Die Vermutungen von Buchenwald
Sebastian Gilli in FALTER 12/2024 vom 20.03.2024 (S. 19)
Der französische Schriftsteller Mathias Enard steht längst außerhalb des Schattens einer Annie Ernaux oder eines Michel Houellebecq. Seine Romane – mit „Kompass“ über einen Wiener Musikwissenschaftler gewann er den Prix Goncourt 2015 – sind unterhaltsame und gleichzeitig herausfordernde Ereignisse. „Zone“ (2008) etwa erzählt auf 500 Seiten ohne Punkt die Innensicht eines Kämpfers aus dem Jugoslawienkrieg.
Zuletzt erschien auf Deutsch der im Original 2003 veröffentlichte Roman „Der perfekte Schuss“ aus dem Blickwinkel eines Heckenschützen. Das formalästhetisch anspruchsvolle Werk „Das Jahresbankett der Totengräber“ (2021) wiederum lässt einen Anthropologie-Doktoranden zum Bauern werden und spielt auf komisch-groteske Weise sämtliche Todesarten durch.
Seinen Themenbereichen bleibt der 1972 im westfranzösischen Niort geborene Enard auch in „Tanz des Verrats“ (wieder toll übersetzt von Holger Fock und Sabine Müller) treu: Wissenschaft – diesmal die höhere Mathematik –, Geschichte, Krieg und Gewalt, BRD und DDR, aber auch Liebe, Poesie und Hoffnung stecken den Rahmen ab.
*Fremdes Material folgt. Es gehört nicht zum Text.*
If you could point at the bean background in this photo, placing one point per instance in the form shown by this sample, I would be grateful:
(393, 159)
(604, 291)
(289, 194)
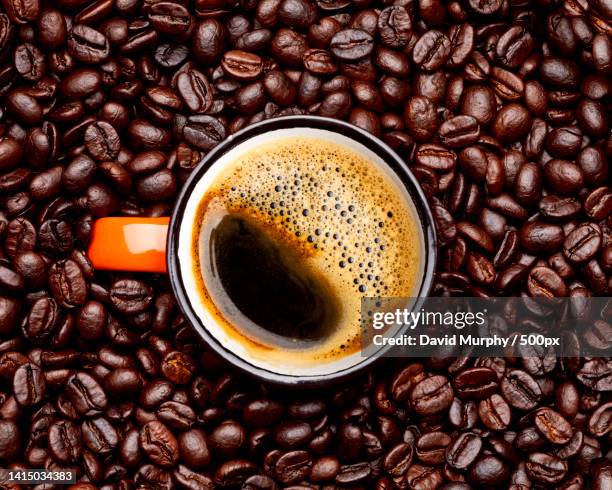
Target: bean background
(500, 107)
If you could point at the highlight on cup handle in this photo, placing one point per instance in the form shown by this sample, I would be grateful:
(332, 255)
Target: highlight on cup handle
(129, 244)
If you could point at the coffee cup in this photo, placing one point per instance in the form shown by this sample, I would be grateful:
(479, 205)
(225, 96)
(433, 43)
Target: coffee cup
(275, 239)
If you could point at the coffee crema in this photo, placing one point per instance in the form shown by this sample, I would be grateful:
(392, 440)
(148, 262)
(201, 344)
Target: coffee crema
(289, 238)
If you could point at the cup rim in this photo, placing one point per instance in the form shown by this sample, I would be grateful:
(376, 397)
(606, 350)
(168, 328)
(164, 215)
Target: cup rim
(390, 157)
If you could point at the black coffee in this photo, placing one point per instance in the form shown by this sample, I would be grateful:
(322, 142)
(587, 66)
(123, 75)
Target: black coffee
(291, 236)
(260, 273)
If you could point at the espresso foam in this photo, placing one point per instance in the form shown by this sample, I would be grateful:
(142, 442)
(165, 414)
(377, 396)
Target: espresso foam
(346, 216)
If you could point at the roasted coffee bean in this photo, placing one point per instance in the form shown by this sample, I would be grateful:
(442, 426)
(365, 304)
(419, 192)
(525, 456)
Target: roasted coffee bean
(582, 243)
(99, 435)
(351, 45)
(205, 132)
(102, 141)
(546, 468)
(431, 50)
(87, 45)
(293, 467)
(394, 26)
(86, 395)
(65, 442)
(520, 390)
(29, 384)
(464, 450)
(553, 426)
(159, 444)
(67, 283)
(130, 296)
(432, 395)
(537, 237)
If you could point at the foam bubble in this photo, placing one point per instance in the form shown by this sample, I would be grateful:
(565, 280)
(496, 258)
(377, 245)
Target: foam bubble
(343, 211)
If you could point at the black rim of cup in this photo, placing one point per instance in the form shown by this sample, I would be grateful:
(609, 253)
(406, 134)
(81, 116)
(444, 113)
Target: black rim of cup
(332, 125)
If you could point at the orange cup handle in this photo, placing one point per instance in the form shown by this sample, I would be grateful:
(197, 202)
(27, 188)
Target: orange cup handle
(129, 244)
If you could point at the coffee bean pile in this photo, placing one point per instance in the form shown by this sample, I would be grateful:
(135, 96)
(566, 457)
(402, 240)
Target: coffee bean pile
(501, 108)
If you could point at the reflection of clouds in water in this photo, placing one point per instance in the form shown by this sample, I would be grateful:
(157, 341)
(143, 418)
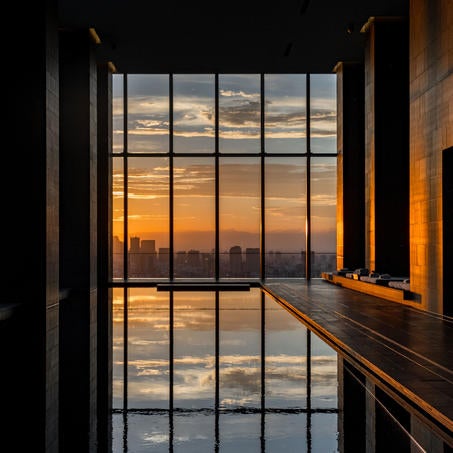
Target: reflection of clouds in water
(196, 374)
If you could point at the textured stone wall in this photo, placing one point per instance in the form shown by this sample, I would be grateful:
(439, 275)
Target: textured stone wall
(431, 131)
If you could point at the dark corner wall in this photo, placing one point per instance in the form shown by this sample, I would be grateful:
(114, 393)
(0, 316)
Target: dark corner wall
(396, 220)
(55, 316)
(431, 133)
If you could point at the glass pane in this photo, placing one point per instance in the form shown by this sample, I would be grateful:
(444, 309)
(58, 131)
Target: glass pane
(194, 217)
(240, 213)
(285, 213)
(148, 348)
(286, 359)
(285, 113)
(240, 349)
(117, 348)
(323, 214)
(148, 216)
(323, 113)
(194, 350)
(239, 113)
(117, 218)
(118, 113)
(193, 113)
(148, 113)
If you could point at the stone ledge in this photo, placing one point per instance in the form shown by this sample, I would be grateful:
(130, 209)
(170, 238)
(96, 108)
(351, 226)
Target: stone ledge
(385, 292)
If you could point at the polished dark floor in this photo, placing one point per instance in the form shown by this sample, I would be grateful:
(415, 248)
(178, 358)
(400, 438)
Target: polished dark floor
(409, 351)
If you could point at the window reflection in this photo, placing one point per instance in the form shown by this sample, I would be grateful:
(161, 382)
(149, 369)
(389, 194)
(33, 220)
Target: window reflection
(323, 214)
(323, 113)
(285, 213)
(239, 113)
(239, 210)
(285, 119)
(194, 217)
(193, 111)
(147, 113)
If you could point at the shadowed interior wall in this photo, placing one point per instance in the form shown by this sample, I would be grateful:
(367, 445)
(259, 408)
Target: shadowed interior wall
(29, 339)
(350, 166)
(387, 146)
(431, 127)
(78, 242)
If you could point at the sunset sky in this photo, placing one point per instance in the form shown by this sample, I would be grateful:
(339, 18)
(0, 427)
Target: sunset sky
(239, 175)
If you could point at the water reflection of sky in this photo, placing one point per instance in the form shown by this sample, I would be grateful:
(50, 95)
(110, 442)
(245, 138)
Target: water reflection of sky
(240, 362)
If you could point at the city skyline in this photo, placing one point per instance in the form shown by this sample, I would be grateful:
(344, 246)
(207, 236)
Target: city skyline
(238, 178)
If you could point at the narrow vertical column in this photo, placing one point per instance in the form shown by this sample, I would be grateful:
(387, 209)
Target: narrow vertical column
(104, 315)
(29, 339)
(350, 165)
(431, 139)
(370, 416)
(387, 145)
(78, 242)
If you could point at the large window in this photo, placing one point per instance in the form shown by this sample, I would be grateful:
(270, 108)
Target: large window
(219, 176)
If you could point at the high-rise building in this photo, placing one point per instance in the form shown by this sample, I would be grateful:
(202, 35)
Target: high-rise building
(236, 261)
(252, 262)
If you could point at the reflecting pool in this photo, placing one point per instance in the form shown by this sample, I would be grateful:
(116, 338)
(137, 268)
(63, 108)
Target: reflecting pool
(219, 371)
(222, 370)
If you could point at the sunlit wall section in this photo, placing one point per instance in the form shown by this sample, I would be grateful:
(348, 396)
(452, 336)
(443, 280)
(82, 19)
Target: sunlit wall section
(285, 214)
(148, 217)
(148, 348)
(323, 214)
(117, 218)
(148, 113)
(118, 348)
(240, 349)
(323, 113)
(239, 212)
(285, 119)
(118, 113)
(194, 350)
(193, 113)
(194, 217)
(239, 113)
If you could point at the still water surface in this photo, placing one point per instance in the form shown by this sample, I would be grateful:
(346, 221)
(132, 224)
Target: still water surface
(219, 371)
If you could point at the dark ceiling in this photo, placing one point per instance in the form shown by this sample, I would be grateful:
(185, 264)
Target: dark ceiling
(236, 36)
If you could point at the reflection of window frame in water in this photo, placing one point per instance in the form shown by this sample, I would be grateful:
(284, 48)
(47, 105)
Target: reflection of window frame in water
(219, 410)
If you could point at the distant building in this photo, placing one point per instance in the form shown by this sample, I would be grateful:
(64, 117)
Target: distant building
(252, 262)
(135, 244)
(236, 261)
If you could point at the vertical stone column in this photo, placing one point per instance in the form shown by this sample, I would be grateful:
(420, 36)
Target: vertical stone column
(78, 242)
(350, 166)
(104, 315)
(29, 338)
(431, 126)
(387, 146)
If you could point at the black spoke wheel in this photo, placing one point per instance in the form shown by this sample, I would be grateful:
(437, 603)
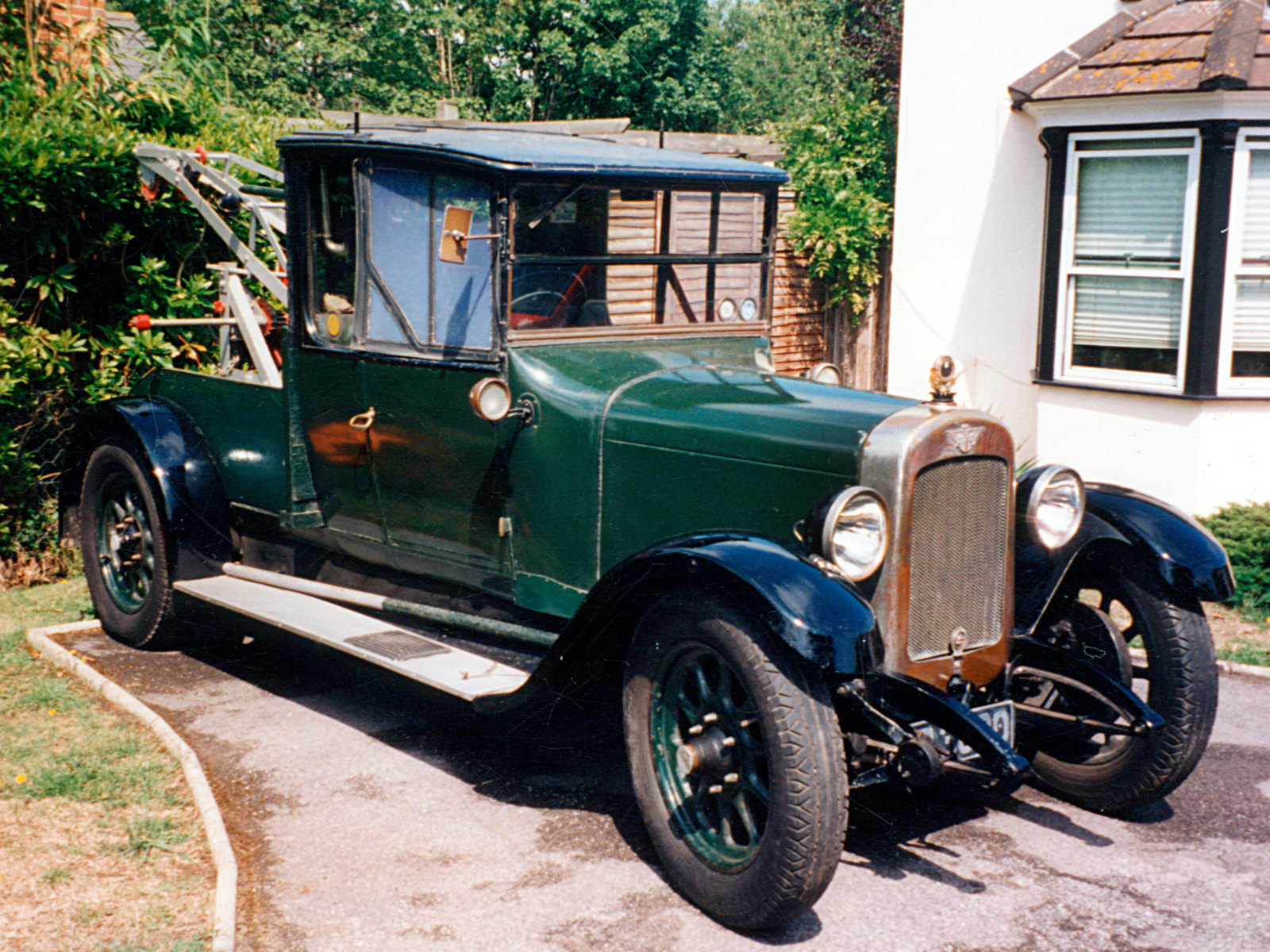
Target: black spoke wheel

Es geht um Deutschland im 20. Jahrhundert. Enard, der in Berlin lebte, erzählt eine grandios-abgründige Geschichte über den so genialen wie erfundenen Mathematiker und Kommunisten Paul Heudeber und dessen Frau Maja, die ihm zu Ehren eine wissenschaftliche Konferenz organisiert.
Just am 11. September 2001 findet die Veranstaltung auf einem Ausflugsdampfer auf der Havel bei Potsdam statt, wodurch der „schwimmende Kongress“ bald aus den Fugen gerät und statt ehrerbietiger Vorträge unerwartete Geheimnisse an die Oberfläche schwappen. Mit dabei ist auch Irina, die Tochter von Paul und Maja.
In distanziert-analytischer Rede berichtet die Historikerin, deren Forschungsgebiet die Geschichte der Mathematik ist, von ihren außergewöhnlichen Eltern: „Er eine berühmte und gefeierte Persönlichkeit des öffentlichen Lebens in Ostdeutschland, sie eine Politikerin des Westens, immer der Spionage für den Feind verdächtig.“
Majas Träume einer sozialistischen Utopie in der DDR zerschellen mit dem Volksaufstand von 1953. Sie kehrt in den Westen zurück, um an der Seite von Willy Brandt ihre steile Politkarriere fortzuführen. Doch ihr Mann, der „antifaschistische Mathematiker“, bleibt in der DDR, setzt auf eine akademische Karriere in Ostberlin.
Paul war zwischen 1940 und 1945 im KZ Buchenwald inhaftiert und verfasste inmitten der „extremen Gewalt des Konzentrationslagers“ sein wissenschaftliches Hauptwerk „Die Vermutungen von Buchenwald“. Neben mathematischen Beweisen enthält es auch Gedichte.
Die Aufhebung des Gegensatzes von Wissenschaft und Literatur ist bei Enard zentral. Sein unzeitgemäßer Anspruch ist, umfassend gebildet, ja ein Universalgelehrter zu sein. Inmitten von Gewalt und Krieg sucht er das Verbindende, Humanistische.
Dass der Autor seinen genialen Mathematiker im KZ Buchenwald, das nur einen Steinwurf von der Goethe- und Schillerstadt Weimar entfernt liegt, foltern und dichten lässt, zeugt von dem Misstrauen, das er der Geschichte gegenüber hegt. Wo Geistesgröße entsteht, dort kann auch Geist vernichtet werden.
Als wären jede Menge Namen und Daten, Anspielungen und Assoziationen, mathematische Erklärungen und altpersische Gedichte nicht genug, gibt es in „Tanz des Verrats“ noch eine weitere Ebene. In einem gänzlich anderen Erzählstrang, mit dem das Buch auch beginnt, begegnen wir einem namenlosen Deserteur. Der Soldat trifft auf eine junge, vom Krieg gezeichnete Frau mit Esel.
Mit welcher Dringlichkeit und poetischer Kraft Enard hier Flucht vor dem Krieg, Schändung und Mord, Alleinsein und Natur schildert, ist gleichermaßen abscheulich wie faszinierend. Dennoch: Am Ende gibt es Hoffnung.